Moraes ordena preservação total das provas da Operação Contenção no Rio
O ministro do Supremo Tribunal Federal (STF) Alexandre de Moraes determinou neste domingo (2) a preservação rigorosa e integral dos elementos materiais relacionados à Operação Contenção. A ação policial, que deixou 121 mortos nos complexos do Alemão e da Penha, na zona norte do Rio de Janeiro, é a incursão mais letal da história do estado e ocorreu na última terça-feira (28).
A ordem inclui a preservação das perícias e cadeias de custódia.
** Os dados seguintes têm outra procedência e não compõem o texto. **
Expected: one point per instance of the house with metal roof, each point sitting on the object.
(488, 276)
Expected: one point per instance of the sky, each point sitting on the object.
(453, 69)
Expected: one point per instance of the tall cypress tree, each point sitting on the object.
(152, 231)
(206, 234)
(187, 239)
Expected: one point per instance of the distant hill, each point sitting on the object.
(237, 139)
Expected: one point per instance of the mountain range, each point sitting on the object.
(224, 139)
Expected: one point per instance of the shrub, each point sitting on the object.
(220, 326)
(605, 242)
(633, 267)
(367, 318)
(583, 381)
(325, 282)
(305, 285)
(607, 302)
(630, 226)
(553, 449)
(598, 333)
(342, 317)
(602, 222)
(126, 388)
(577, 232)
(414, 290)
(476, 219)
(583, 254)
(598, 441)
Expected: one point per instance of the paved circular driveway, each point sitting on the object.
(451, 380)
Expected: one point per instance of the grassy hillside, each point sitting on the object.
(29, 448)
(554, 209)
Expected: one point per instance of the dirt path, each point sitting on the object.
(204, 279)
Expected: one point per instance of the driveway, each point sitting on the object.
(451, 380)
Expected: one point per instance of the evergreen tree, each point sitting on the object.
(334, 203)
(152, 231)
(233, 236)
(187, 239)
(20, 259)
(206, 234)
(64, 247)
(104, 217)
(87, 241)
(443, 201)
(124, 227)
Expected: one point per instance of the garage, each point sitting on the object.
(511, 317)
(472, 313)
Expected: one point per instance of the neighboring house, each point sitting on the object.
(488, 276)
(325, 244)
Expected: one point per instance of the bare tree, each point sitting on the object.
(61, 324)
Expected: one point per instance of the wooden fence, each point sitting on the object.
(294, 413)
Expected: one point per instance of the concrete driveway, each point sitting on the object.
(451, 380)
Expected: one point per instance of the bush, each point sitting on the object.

Moraes atendeu a um pedido da Defensoria Pública da União (DPU) e garantiu o controle e a averiguação dos elementos materiais pelo Ministério Público, com acesso autorizado também para a DPU no Rio de Janeiro.
A medida está inserida nos autos da Arguição de Descumprimento de Preceito Fundamental (ADPF) nº 635, conhecida como ADPF das Favelas, iniciada em 2019 pelo Partido Socialista Brasileiro (PSB).
O ministro ressaltou que essa determinação está alinhada ao que foi decidido pelo Plenário do STF, que estabeleceu a preservação dos vestígios de crimes e assegurou a independência técnica das perícias em investigações de crimes contra a vida. O governador do Rio, Cláudio Castro, será intimado ainda neste domingo para garantir o cumprimento da ordem.
Em abril deste ano, o STF havia definido várias medidas para enfrentar a letalidade policial em operações da Polícia Militar contra o crime organizado nas comunidades cariocas. Após o julgamento da ADPF nº 635, órgãos como a Defensoria Pública da União e o Conselho Nacional do Ministério Público (CNMP) ficaram encarregados de monitorar essa decisão.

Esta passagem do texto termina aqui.